We’re seeing nothing but California licence plates now. In fact, we don’t think that we’ve seen a single Pennsylvania plate since somewhere around Ohio. We would have noticed. It’s like we’re the only one of our kind, just like Lt. Cmdr. Data until that one Star Trek where he finally discovers his evil twin.
The Gilgal Gardens in Salt Lake City features a Sphynx of Joseph Smith and a statue of the Bible’s Daniel with a boulder for a head. Some of the rocks in the garden are engraved with a series of numbers which form no comprehensible pattern — strange artefacts calling out from the past with an inscrutable message, like in that one Star Trek where the alien probe converts the Enterprise into one of their ancient palaces.

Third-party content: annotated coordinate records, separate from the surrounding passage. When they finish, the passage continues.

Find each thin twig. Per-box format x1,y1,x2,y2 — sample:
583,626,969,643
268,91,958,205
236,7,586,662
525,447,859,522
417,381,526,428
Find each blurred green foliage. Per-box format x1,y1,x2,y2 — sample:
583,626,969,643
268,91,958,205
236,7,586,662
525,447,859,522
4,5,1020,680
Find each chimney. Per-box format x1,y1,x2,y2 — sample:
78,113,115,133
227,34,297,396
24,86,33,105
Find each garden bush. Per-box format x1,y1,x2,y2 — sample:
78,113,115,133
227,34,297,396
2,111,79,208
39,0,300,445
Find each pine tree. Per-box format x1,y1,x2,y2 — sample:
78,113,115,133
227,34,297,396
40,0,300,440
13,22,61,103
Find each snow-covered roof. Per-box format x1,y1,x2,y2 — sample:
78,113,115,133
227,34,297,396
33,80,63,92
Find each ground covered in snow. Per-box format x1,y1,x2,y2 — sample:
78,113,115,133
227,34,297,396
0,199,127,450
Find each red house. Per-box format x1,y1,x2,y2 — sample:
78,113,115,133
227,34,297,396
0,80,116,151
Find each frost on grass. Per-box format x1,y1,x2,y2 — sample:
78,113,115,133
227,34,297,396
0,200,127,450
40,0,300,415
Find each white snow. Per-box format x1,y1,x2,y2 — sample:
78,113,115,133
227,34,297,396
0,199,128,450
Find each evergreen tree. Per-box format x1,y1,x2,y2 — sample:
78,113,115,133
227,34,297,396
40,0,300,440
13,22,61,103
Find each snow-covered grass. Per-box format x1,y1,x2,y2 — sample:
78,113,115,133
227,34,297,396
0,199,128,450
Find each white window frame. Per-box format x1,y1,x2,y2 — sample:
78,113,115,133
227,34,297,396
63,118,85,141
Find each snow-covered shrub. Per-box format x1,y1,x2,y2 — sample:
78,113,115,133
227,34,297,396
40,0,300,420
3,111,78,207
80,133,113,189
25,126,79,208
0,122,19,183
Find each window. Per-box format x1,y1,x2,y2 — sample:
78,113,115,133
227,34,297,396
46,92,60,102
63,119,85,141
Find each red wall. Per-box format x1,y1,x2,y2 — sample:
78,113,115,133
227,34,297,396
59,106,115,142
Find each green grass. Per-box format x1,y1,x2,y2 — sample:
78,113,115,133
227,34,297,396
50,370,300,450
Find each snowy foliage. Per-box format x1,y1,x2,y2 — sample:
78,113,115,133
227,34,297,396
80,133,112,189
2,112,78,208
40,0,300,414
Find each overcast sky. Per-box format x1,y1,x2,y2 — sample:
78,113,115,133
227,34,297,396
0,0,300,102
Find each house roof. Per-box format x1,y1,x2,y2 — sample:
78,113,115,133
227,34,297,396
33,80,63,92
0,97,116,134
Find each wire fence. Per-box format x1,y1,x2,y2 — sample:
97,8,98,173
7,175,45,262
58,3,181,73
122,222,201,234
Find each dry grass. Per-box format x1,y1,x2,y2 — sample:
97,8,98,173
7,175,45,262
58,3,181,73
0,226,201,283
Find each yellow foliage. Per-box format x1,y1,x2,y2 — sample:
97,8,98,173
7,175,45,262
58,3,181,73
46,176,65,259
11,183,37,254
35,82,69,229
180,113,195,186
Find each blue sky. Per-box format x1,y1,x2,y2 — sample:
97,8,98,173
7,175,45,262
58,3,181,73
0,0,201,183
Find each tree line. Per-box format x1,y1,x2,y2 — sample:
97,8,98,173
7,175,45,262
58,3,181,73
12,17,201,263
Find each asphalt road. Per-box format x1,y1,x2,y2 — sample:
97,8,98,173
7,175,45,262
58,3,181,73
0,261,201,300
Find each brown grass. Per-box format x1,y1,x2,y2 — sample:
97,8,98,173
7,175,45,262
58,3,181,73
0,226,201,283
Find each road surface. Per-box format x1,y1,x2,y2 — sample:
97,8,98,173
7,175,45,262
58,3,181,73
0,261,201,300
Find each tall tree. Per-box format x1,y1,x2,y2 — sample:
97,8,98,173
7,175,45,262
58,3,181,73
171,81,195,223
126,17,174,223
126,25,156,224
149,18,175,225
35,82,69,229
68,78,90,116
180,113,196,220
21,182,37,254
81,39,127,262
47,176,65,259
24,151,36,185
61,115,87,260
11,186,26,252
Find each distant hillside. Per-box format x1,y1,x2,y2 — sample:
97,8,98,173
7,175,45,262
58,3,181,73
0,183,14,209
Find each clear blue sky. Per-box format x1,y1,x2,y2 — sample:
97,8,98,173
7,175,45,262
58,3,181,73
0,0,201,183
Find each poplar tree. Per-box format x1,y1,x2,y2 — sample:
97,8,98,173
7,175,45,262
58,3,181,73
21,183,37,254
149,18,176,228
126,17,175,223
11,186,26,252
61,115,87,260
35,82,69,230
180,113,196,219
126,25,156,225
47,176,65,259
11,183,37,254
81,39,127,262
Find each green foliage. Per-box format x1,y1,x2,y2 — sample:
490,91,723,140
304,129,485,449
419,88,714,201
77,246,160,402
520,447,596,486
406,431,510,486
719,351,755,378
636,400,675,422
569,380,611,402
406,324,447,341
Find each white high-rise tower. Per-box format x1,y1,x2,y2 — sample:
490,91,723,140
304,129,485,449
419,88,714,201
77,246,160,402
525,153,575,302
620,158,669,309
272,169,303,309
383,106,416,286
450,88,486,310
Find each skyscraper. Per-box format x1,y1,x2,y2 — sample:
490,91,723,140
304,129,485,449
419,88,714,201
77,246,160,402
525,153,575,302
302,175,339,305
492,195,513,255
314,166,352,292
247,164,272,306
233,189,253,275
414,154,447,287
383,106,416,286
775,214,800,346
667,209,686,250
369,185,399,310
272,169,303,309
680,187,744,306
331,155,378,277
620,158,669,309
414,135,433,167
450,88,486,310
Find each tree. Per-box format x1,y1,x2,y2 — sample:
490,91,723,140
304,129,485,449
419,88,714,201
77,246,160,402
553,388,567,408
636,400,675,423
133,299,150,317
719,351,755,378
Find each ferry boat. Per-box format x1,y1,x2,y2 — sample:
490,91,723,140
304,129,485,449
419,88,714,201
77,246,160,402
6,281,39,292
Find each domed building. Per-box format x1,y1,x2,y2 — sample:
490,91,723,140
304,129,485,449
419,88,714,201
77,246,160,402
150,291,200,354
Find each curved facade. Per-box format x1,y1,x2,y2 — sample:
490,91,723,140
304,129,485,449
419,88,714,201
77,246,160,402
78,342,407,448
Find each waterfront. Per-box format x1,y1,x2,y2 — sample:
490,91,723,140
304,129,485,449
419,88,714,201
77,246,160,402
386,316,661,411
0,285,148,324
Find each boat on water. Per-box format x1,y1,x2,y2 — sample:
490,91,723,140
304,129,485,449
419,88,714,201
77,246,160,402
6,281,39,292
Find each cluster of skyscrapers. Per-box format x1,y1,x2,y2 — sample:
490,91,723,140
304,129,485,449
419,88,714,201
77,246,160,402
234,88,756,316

Wyoming is the home of Dick Cheney, a world renowned notorious madman, and I can understand why. The scenery here is enough to drive you insane. It’s flat, yellow prarie followed by another flat, yellow prairie. The roads are hot, and straight. There are no rest areas anywhere, only more road. It’s no surprise that we’ve taken to holding extended conversations with the cat’s toy mouse, Mousey, kind of like that one Star Trek where the little girl has an imaginary friend. I think it’s called Imaginary Friend. Mousey wants to know why we can’t take this exit into some town. But the town is gone, Mousey. It’s just a ghost town now. There’s nothing out there but pioneer bones and coyotes. And coyotes eat mice.
We just passed a building in the middle of a corn field that has an octagonal rotunda in the front labelled RV/MH HALL OF FAME. It must be where the finest champion Mobile Homes and Recreational Vehicles are enshrined, kind of like how Capitan Picard has those gilded models of old starships in his office.
I’m trying to take great photos of the things we see on the road. We just passed a giant white barn labelled “Home Of The Fulton County Fair.” It looked brilliant, but by the time I saw it and grabbed the camera, we had passed it already. And I can’t very well just hold the camera permanently at-the-ready just in case I notice something awesome. Look, a flock of blackbirds just took off. If only I could get messages from just a few moments in the future, like in that one Star Trek where time was a time-loop but then Data sent a message back in time to solve the problem. I would just send a message to my past-self, “Get the camera. Something great is about to happen!” and then I’d have the best photos ever.
My laptop is plugged into the car via a power inverter, which is probably just like the one that Geordi uses in that one Star Trek where the Enterprise gets sucked into the energy vortex causing a temporal anomaly.
Oh good lord, that green road sign up ahead clearly reads “Fangboner Road.”
We just entered Pulaski Township. If the billboards around here are to be believed, then this is the location of the Best Steak In The U.S.A., which makes sense because when she was younger on that one Star Trek she really was a hot piece of meat.
Here’s exit 1-A, the first or last exit in Pennsylvania depending on which way you’re going. Now we’re singing John Linnell’s “Pennsylvania.” We can’t find the CD to put the album into the car stereo, so we’re just singing it ourselves. And now we’ll listen to a new mix CD from Shontae. Listening to a new mix CD is like charting a new star system; you don’t know what’s coming up next.
Kevin was the name of our final Eat N’ Park waiter in Pittsburgh, where we had breakfast this morning. Murray and Beacon was the ultimate intersection at which we jaywalked in Pittsburgh just an hour ago. The Sunoco station on the corner of Braddock and Harrington will have been the last place we filled up our tires with air in Pittsburgh, which we’re doing currently. Air pressure matters. But now I’m just getting dangerously sentimental, like that one Star Trek where Sarek of Vulcan’s emotions get out of hand and infect the whole ship, threatening the mission.
I’ve never heard the cats talk so much. When one cat meows the other cat meows louder as they watch their home disappear block by block. I tried explaining to Lawrence The Cat that we’re going to California where The Terminator and Westley Crusher live, and that it’s okay because The Terminator isn’t evil anymore in the second movie and Westley has grown as a person since that unfortunate ethical lapse with Delta Squadron. But Lawrence doesn’t care; he just keeps meowing.
Now we’re on 279 North towards the turnpike. If you turn around you can see Downtown Pittsburgh get smaller and smaller in the back window, mountains to our right, and as we go around the turn, the hill moves leftward to obscure our town forever. The driver is explaining to the cats, “This is a big deal because I’ve lived here all my life. All my life. And I guess you have too, huh? You guys don’t know how much I dreamed of taking you with me everywhere I go. It’s just like I imagined.”